Três Copas em três países: Canadá, Estados Unidos e México vivenciam a Copa do Mundo de forma distinta. Em Toronto e outras cidades canadenses, o clima é reservado, sem grandes eventos nas ruas. Nos EUA, a movimentação começou com menos celebração em alguns locais, apesar de a competição já estar em curso. No México, há recepção organizada para credenciados, com guichês na imigração e mensagens de futebol nos táxis.

A diferença entre as cidades continua na abertura: no México, o estádio, o Azteca, recebeu investimentos de 180 milhões de dólares para a cerimônia, mas a gestão é privada. A Televisa detém a propriedade desde a década de 1990, sob o controle do grupo Ollamani, parte de um grande conglomerado televisivo do país.
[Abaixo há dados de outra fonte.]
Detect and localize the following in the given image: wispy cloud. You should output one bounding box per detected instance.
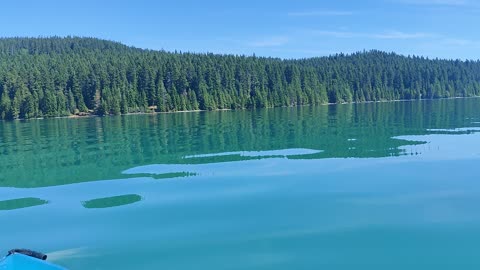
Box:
[398,0,474,6]
[247,36,290,48]
[288,10,354,17]
[312,30,436,39]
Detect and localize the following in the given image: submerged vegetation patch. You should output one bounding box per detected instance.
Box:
[0,198,48,211]
[82,194,142,209]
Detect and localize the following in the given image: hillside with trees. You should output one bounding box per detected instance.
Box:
[0,37,480,120]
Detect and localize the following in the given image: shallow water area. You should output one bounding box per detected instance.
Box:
[0,99,480,270]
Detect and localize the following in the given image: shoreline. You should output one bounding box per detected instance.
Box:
[7,96,480,122]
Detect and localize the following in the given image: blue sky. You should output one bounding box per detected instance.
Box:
[0,0,480,59]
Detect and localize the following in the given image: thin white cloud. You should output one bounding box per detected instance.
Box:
[312,30,436,39]
[370,31,435,39]
[247,36,290,48]
[399,0,473,6]
[288,10,353,17]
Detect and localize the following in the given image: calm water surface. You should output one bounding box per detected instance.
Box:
[0,99,480,270]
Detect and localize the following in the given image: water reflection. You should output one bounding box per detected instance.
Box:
[0,99,480,188]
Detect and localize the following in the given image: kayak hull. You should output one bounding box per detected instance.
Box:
[0,253,66,270]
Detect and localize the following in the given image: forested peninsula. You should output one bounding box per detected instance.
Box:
[0,37,480,120]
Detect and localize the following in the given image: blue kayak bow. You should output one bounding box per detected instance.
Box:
[0,249,66,270]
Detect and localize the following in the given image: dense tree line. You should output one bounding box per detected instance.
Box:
[0,37,480,119]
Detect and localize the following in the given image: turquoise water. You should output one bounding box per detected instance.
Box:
[0,99,480,270]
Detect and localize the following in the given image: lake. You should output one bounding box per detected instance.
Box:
[0,98,480,270]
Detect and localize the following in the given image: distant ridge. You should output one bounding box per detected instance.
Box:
[0,37,480,120]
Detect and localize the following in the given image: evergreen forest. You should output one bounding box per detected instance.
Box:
[0,37,480,120]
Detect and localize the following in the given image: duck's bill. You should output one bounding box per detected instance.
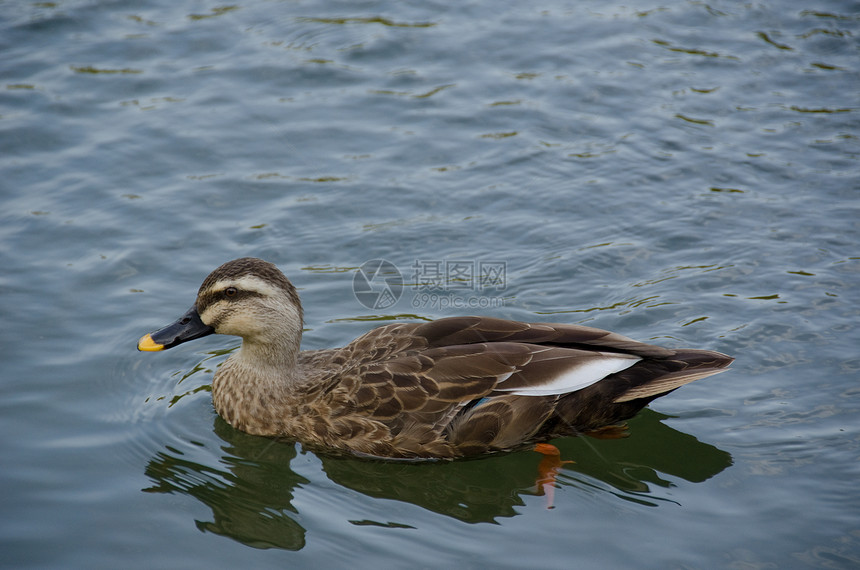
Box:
[137,305,215,352]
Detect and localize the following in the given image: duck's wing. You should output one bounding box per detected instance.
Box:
[410,317,672,356]
[322,317,731,456]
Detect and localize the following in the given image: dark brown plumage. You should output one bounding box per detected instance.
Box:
[138,258,733,458]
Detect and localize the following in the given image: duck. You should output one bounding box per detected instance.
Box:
[137,257,734,460]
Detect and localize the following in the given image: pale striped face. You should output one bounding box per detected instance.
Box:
[197,258,302,342]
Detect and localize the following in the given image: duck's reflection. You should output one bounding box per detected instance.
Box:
[145,409,731,550]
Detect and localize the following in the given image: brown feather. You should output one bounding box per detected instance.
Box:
[139,258,732,457]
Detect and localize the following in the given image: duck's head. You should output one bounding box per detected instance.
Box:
[137,257,302,351]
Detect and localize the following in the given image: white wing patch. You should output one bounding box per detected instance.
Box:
[496,352,642,396]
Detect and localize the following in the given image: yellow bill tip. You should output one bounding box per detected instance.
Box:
[137,334,164,352]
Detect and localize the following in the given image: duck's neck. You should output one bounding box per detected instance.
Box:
[212,322,301,435]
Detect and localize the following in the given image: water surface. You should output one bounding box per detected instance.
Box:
[0,0,860,568]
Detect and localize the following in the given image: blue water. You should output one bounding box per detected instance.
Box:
[0,0,860,568]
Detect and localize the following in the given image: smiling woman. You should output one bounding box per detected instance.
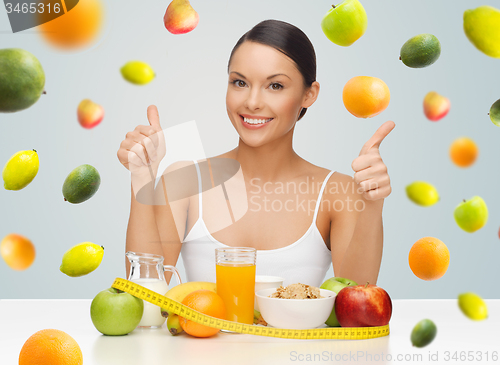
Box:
[118,20,394,286]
Entre as ações previstas, destacam-se protestos de professores e medidas para permitir a entrada de vendedores de comida no estádio Azteca, além de obras prometidas que não foram concluídas. A presidente mexicana, Claudia Sheinbaum, não acompanhou a abertura por receio de vaias.

Além disso, o México figura na organização do torneio ao abrigar o Irã, recebendo a delegação iraniana na fronteira com os Estados Unidos. Há relatos de que o protocolo da Copa pode não ser plenamente seguido, com iranianos chegando apenas no dia dos seus jogos.

No âmbito esportivo, o México tem histórico de participar dos mata-matas como sede, mas enfrenta desafios no grupo da fase de grupos. Caso avance, as quartas de final estão previstas para ocorrer em Miami, repetindo a distribuição de fases entre os três países até as oitavas.

A reportagem aponta que a dinâmica das três Copas depende do envolvimento das comunidades locais. A eventual predominância do inglês ou do espanhol no entorno da competição ainda depende do desempenho de seleções latino-americanas e europeias no torneio.